Documentation is one of the most valuable artifacts of any technology project or platform. It provides context to new joiners, avoids duplicating responses via Slack/Teams, and facilitates asynchronous communication, but it also requires constant care and feeding.

Confluence is where documentation goes to die
– Unknown

Most of the large enterprises that I’ve worked for have a large corpus of documentation in a wiki of some sort. Most of it is dangerously out-of-date, incomplete, duplicated, and fragmented across different pages or spaces. Documentation of this kind causes countless wasted hours and frustration on the part of the reader. There’s nothing worse than spending days working through a documented process only to discover that you’re following an outdated copy because only wiki admins can delete pages.

I recently opened the developer onboarding page for a project only to find that it was last updated five years ago but it was still being used as the starting point for new developers joining the team. These poor souls floundered around for weeks trying to make sense of the landscape, feeling stupid; isolated; incompetent; all because the docs had atrophied. This situation is easily resolved by telling new team members that their first task is to run through the onboarding page and update it where necessary. Create a Jira ticket for it and assign it to them. Let them report on it during standup. Track the onboarding duration so you can see how your docs are performing.

This lays the groundwork for building a culture of documentation seen at companies like GitLab.
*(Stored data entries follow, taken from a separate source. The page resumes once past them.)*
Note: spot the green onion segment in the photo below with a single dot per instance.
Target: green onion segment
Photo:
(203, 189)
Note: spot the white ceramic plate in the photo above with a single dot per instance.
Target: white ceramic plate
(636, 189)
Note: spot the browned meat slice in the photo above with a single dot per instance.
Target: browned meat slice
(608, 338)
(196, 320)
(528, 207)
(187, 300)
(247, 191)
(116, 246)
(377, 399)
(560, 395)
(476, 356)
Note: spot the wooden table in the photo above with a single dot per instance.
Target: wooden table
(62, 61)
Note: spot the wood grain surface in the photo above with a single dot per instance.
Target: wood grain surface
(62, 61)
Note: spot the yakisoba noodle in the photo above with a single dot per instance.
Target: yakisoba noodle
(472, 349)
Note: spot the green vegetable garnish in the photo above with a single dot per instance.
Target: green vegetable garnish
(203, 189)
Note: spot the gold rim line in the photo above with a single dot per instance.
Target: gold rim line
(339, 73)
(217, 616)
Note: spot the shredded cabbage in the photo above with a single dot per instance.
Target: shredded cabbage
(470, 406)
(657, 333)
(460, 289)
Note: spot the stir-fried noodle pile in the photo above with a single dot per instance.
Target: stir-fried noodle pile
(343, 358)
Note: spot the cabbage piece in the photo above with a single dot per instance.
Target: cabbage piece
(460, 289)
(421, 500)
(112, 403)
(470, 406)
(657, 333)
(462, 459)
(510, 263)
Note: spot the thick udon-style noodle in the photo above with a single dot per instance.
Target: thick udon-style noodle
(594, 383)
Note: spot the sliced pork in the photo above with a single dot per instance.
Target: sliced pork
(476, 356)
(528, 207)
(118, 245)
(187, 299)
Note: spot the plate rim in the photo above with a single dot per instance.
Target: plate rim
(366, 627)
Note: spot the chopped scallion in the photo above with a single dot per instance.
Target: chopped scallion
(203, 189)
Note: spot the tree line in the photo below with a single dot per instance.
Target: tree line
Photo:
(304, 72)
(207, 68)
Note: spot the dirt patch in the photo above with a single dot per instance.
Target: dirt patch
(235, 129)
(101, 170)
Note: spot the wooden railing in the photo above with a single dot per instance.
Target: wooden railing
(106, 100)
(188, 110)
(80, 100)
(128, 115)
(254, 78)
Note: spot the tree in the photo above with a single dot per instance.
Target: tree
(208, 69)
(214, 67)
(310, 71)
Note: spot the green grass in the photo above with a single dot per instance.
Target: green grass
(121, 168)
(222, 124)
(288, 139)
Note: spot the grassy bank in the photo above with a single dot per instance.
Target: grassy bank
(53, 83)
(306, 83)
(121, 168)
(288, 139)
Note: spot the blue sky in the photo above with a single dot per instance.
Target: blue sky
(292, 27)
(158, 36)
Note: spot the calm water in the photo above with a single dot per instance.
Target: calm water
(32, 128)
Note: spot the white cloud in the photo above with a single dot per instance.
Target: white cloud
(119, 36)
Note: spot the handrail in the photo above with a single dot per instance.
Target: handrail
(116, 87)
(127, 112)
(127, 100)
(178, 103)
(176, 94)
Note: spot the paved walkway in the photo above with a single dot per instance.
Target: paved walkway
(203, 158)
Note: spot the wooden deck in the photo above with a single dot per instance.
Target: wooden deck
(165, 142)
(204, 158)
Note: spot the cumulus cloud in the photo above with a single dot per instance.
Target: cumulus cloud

People need to know that maintaining the documentation is important and valued, and that they are permitted expected to prioritize it from the outset.

The benefits to maintaining good documentation are well-known:

  • Breaks down knowledge silos
  • Reduces tribal knowledge
  • Reduces project/program risk (see bus number)
  • Facilitates asynchronous work
  • Reduces workload of key people

Determining which documentation to prioritize is more art than science.

Background information is always useful for new team members to understand what the system does, why it was built, and provides some historical context.

Decision logs provide context about previous technical decisions, and more importantly, the conditions and assumptions that factored into it. This can help the future team know when to re-visit the decision.

How-Tos probably require the most attention but if they’re kept current then they can also serve as a detailed specification for automating mundane or repetitive tasks.

Documentation should be written for a junior team member, new joiner, or a person with little or no context. This insures that all the necessary details are captured. Don’t fall into the trap of writing docs just to jog your own memory - they only have an audience of one. Statements like “if this then do that” should contain all the information to determine when the “if” condition is true or false, otherwise you’re relying on tribal knowledge that the reader may not possess.

Experience is what helps you to recognise a mistake the second time you make it.

Your bug tracker should also be viewed as documentation. For Pete’s sake, don’t ever close a bug report with “Fixed. Please re-test”. Show some respect! Take a minute to describe what caused the problem, how you fixed it, and any other relevant information. You’ll forget the details almost immediately but the bug tracker is there to remind you when you come across a similar defect later.